You guys, this thing is awesome for keeping dust off a freshly waxed car!

PS Blackfire, Klasse, Platinum. It doesn't matter w/ a black car it always attracts dust at night & in the morning I open the garage & the light shows all the dust from the night before.


----------



## SONET (Mar 1, 2002)

What is that made out of?

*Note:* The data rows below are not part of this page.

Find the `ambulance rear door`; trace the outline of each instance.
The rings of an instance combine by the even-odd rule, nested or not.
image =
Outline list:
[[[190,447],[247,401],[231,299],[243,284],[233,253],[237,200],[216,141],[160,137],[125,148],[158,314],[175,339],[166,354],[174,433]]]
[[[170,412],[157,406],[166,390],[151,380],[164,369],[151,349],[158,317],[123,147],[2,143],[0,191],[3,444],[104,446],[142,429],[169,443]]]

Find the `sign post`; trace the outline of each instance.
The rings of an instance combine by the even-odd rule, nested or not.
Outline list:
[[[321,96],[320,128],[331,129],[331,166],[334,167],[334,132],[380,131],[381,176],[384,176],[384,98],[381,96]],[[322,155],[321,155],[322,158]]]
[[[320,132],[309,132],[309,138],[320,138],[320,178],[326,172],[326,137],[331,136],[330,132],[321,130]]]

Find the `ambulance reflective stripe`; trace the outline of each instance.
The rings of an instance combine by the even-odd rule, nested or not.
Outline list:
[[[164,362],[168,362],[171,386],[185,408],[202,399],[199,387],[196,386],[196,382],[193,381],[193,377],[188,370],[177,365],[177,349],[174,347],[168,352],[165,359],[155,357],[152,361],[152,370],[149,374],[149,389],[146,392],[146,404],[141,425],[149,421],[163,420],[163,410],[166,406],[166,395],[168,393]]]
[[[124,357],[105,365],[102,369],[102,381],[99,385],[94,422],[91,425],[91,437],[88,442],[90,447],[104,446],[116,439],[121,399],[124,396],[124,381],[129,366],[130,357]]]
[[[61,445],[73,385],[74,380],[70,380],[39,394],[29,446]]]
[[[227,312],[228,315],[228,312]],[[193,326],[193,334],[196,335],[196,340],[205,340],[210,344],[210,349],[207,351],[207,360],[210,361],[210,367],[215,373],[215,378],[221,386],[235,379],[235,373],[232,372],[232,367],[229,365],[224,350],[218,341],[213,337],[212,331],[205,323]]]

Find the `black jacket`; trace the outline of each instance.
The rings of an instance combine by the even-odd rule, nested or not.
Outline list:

It looks like your tires are going to leave gunk on it. 

--SONET


----------



## metalmann (Apr 8, 2003)

*Factory Cover*

The outside is microfibre & the inside is soft light cotton flannel.

My tires will leave stuff on it but I stretch it over & don't drag that point over rest of car.


----------



## TGray5 (Jan 22, 2002)

Looks more like sexy lingerie to me 
Kudos for dedication:thumbup:


----------



## jeffxjet (Dec 25, 2001)

Looks nice, and it's definately needed here in Texas.


----------



## ChuckD (Apr 4, 2003)

*Oh wow*

Would a figured you had been doing this all along.

Alot of the houses in our neigborhood are fairly old and ours was built in 1925. So the garage has no drywall... talk about dust.

You can't beat the flanel lining and now you don't have to worry about bumping into the car as much.

A garage and cover are almost mandatory with a black car.


----------



## Pinecone (Apr 3, 2002)

*Re: Oh wow*



ChuckD said:


> *Would a figured you had been doing this all along.
> 
> Alot of the houses in our neigborhood are fairly old and ours was built in 1925. So the garage has no drywall... talk about dust.
> *


So put up some drywall. It isn't hard, and especially in a garage you don't have to be perfect. Heck, throw in some insulation before you dry wall, and then A/C and heat the place.


----------



## jeskandarian (Mar 10, 2003)

*Where/how much*

Where and how much?????


----------



## RACSOS222 (Apr 9, 2003)

yeah I want one of those covers also where and how much


----------